Data were summarized by group (MGUS positive vs negative) using descriptive statistics. Among MGUS cases, we explored the distribution of isotypes as well as risk stratification for progression to malignancy (7,16). HIV status was the primary exposure investigated; for individuals who were HIV-positive, we further explored the association of CD4+cell count, viral load suppression, and antiretroviral therapy (ART) use with MGUS. We secondarily examined age, sex, and socioeconomic factors [wealth quintiles, determined per SHIMS2 (12)] with the presence of MGUS or as confounders to the association between MGUS and HIV. Historical proportions and means were compared with z tests and t tests, respectively. Associations between categorical values were calculated with logistic regression or Fisher exact tests and reported as odds ratios with corresponding 95% confidence intervals. All statistical analyses were performed in R, version 4.2.2, statistical software (R Foundation for Statistical Computing, Vienna, Austria) (17) using a 2-sided type I error of .05.

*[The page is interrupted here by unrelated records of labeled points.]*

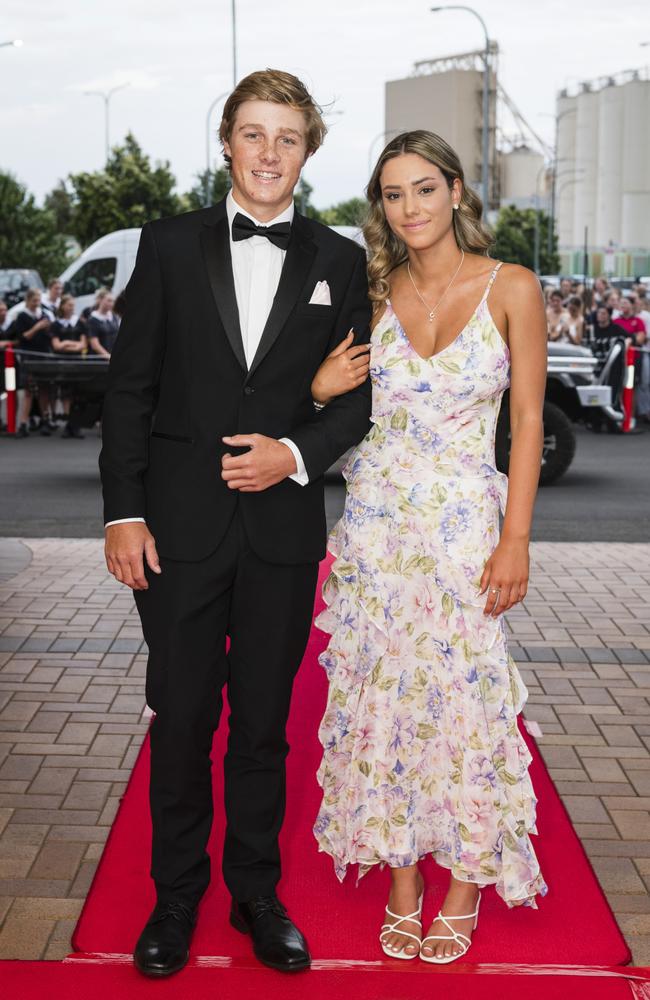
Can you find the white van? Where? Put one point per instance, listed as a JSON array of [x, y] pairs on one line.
[[106, 263], [109, 262]]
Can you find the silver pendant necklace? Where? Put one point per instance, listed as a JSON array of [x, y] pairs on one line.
[[432, 312]]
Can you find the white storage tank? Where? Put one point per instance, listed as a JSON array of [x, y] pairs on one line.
[[586, 163], [635, 221], [610, 164], [567, 108]]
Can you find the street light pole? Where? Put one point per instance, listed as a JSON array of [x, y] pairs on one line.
[[234, 43], [106, 97], [551, 227], [217, 100], [485, 167]]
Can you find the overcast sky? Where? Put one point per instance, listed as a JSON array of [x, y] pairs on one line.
[[176, 56]]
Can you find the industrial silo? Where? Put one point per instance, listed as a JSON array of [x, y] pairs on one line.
[[635, 214], [586, 165], [610, 165]]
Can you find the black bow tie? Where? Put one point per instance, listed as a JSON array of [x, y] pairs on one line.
[[243, 228]]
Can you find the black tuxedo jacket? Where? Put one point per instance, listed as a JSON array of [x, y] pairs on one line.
[[178, 383]]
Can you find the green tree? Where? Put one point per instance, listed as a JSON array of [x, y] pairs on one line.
[[127, 193], [346, 213], [302, 196], [515, 239], [29, 235], [220, 184], [59, 202]]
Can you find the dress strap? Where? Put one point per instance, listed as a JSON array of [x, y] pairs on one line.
[[491, 281]]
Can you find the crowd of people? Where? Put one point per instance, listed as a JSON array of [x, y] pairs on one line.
[[595, 317], [48, 324]]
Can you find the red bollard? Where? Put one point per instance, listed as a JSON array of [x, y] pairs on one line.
[[628, 390], [10, 386]]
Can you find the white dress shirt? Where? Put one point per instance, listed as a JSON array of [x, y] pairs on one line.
[[257, 266]]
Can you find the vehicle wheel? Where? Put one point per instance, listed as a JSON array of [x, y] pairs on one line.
[[559, 443]]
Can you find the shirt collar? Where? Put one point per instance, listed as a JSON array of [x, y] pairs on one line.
[[232, 208]]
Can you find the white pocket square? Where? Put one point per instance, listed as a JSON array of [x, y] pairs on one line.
[[321, 295]]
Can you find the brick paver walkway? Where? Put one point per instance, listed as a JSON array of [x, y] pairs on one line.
[[71, 721]]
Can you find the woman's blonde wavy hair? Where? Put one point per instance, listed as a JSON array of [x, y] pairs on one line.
[[386, 250]]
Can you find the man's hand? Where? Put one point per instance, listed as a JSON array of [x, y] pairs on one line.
[[124, 548], [268, 462]]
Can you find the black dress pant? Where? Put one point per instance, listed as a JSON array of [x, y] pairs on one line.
[[186, 614]]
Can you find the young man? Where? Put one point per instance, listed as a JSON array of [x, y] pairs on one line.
[[212, 467]]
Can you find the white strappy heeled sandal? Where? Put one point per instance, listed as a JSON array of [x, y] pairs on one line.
[[394, 928], [456, 936]]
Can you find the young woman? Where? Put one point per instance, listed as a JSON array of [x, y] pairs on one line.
[[575, 321], [32, 331], [103, 325], [68, 337], [422, 753], [557, 317]]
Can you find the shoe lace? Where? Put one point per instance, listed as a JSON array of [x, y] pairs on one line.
[[175, 910], [268, 904]]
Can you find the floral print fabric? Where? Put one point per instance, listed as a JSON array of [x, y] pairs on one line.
[[421, 749]]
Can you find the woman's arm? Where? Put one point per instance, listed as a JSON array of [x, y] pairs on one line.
[[41, 324], [507, 568], [343, 370]]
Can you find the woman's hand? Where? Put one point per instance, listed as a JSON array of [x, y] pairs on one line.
[[505, 577], [343, 370]]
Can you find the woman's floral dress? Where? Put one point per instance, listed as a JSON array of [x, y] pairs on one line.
[[422, 753]]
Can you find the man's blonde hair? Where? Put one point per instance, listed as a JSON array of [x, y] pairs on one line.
[[280, 88]]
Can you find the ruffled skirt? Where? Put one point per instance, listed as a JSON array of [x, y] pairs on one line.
[[421, 749]]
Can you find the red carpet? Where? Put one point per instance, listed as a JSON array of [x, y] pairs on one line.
[[83, 979], [573, 925]]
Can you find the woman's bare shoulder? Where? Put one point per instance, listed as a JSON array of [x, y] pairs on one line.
[[378, 315]]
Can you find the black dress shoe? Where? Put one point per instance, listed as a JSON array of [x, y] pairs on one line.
[[277, 942], [164, 945]]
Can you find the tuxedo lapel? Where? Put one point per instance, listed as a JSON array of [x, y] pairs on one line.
[[215, 244], [295, 271]]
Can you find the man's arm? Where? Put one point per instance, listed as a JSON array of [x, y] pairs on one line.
[[128, 408], [132, 380], [346, 419], [341, 424]]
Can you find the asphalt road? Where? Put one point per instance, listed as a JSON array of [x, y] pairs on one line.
[[50, 488]]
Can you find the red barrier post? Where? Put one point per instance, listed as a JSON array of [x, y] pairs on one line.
[[10, 386]]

This study was approved by the Institutional Review Board at Columbia University, the Eswatini Health and Human Research Review Board, and Eswatini’s Ministry of Health.
Results
A total of 13 339 adults provided informed consent for their blood specimens and associated data to be stored for future research. Of these individuals, 4710 were older than 35 years of age and eligible for the current study; 515 individuals were randomly selected from among this group. The demographic characteristics of the study cohort (n = 515) can be found in Table 1. The median age was 50 years (range = 35-80 years), and 60% of the participants were female (n = 309); 199 (38.6%) were HIV positive, of whom 82.4% (n = 164) were on ART, and 8.5% (n = 17) had a CD4+ cell count below 200/mL. These findings are consistent with overall national estimates in Eswatini (12). Twenty-eight participants (5.4%) had renal insufficiency, whereby the renal reference range was used for free light chain ratios.
Table 1.
Demographic characteristics of adults in Eswatini, 2016-2017, whose plasma samples were analyzed for the presence of monoclonal gammopathy of undetermined significance (n = 515)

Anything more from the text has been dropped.